Have you ever been with your team, struggling to win that important match and the game comes down to a single play? That one moment that can change your lifes? Yes, we’re talking about perfect penalty kicks. Unfortunately, most penalty kicks that fail are not the result of a spectacular save by the goalkeeper, but by a bad shot that goes wide. Scout4Winners helps you to find the back of the net, with simple steps for you to practice.
This step is one of the most important, since is the first and decisive. When you walk towards the 11 meters spot, try visualize yourself scoring a penalty and memorize the side and angle where your fired the shot. Remember, it’s super important to defocus about the audience, that will try (when you’re in away games) to distract you and lead you to failure.
After visualizing the penalty kick, place the ball in the 11 meters spot, closer to the end, and not on the center. That gives you a good reference to know when and where to kick and place your backup foot, that will support your shot.
Go back three/four steps backwards, depending the distance of the field. Try not go to much further of the box. That will get you tired and lacking energy, when it comes to the real deal.
As you move back, get your head up and look at the goal. Try not looking to much on the goalkeeper, that will do anything to get you to shot in the direction he wants. So look at the goal and choose a side to kick the ball and how hard will you get it.
This decision is super important, because it will change the way you not only shot with your predilected foot, but also how you put your backup foot, to get the right direction.
Relax and breathe. When you’ve placed the ball and decided where you’re shooting. More than 70 percent, according to TransferMarket (2018) of penalty kicks end with goals.
Wait for the referee’s whistle and staring at the goalkeeper, start the run and do not change the trajectory you chose before.
Without staring at the spot where you’re going to shoot, visualize the shot going past the goalie and into the net. Visualize yourself following through, striking the ball clean and hard, and scoring the goal for your team.
Plant your non-kicking foot a few inches to the side of the ball and drive into it with the instep of your kicking leg. This offers you the best control over the ball, allowing you to drive it into the spot of your choice, and into the back of the net.
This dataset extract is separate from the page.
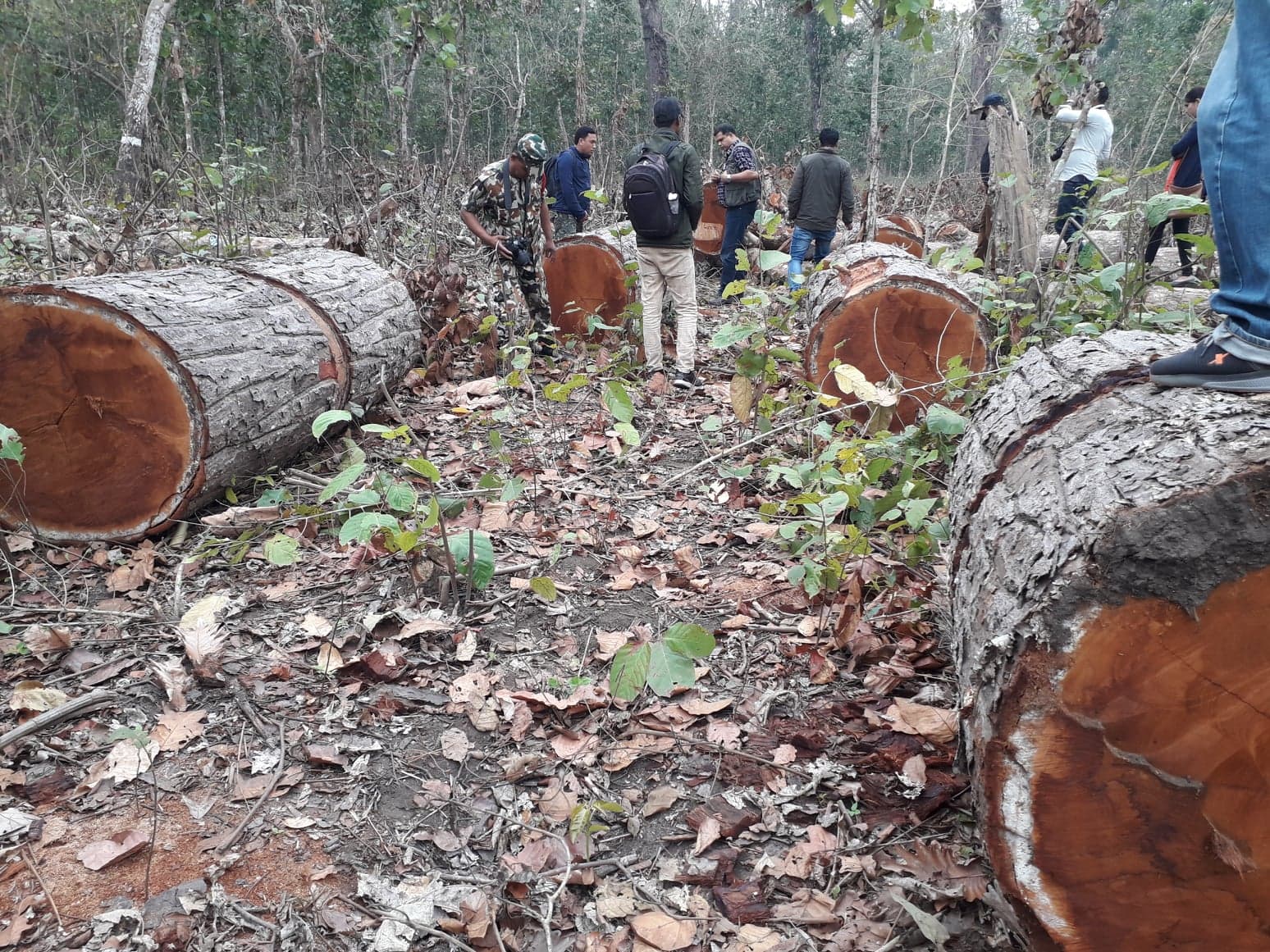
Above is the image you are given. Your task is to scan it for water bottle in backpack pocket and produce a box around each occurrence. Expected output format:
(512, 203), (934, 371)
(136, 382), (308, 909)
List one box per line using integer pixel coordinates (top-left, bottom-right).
(623, 141), (679, 239)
Follow through with your kicking motion, driving your leg up and pointing your toe where you want the ball to go.
If you want the ball to go high, just put your plant foot behind the ball and lean over it to keep it down low enough to stay under the bar. You need to do this if you want to aim for the top corner. If you want the ball to stay on the ground, use your instep and drive through the ball hard. Don’t try to get too fancy with your aim. It doesn’t need to skim off the post, it just needs to find net.
When the decision comes up and you have to choose the intensity and trajectory of the shot, you have many choices. Here’s a few examples:
Antonín Panenka was a former Czech professional footballer who invented his own penalty style in the final of Eurocopa 1976 with a “chip” behind the ball, creating a unique way of scoring a penalty.
To do that, you have to get your feet below the ball, and with the tip of your shooting feet, do a slight “chip”.
Like Cristiano Ronaldo or Griezmann, you can choose a powerful shot to score a penalty. That consists on choosing a side you feel it’s the right one and aim that which the maximum strength as you can get, which stands no chance for the goalkeeper to defend. But watch out, because too much strength and a lousy trajectory will get the ball out of the stadium!
Pogba, Pirlo and David Beckham are perfect examples of the reliability of the low strength shot, that rely more on the trajectory rather than strength. Which means that there’s a higher change the goalkeeper catches your shot, so you have to aim perfectly in order to score.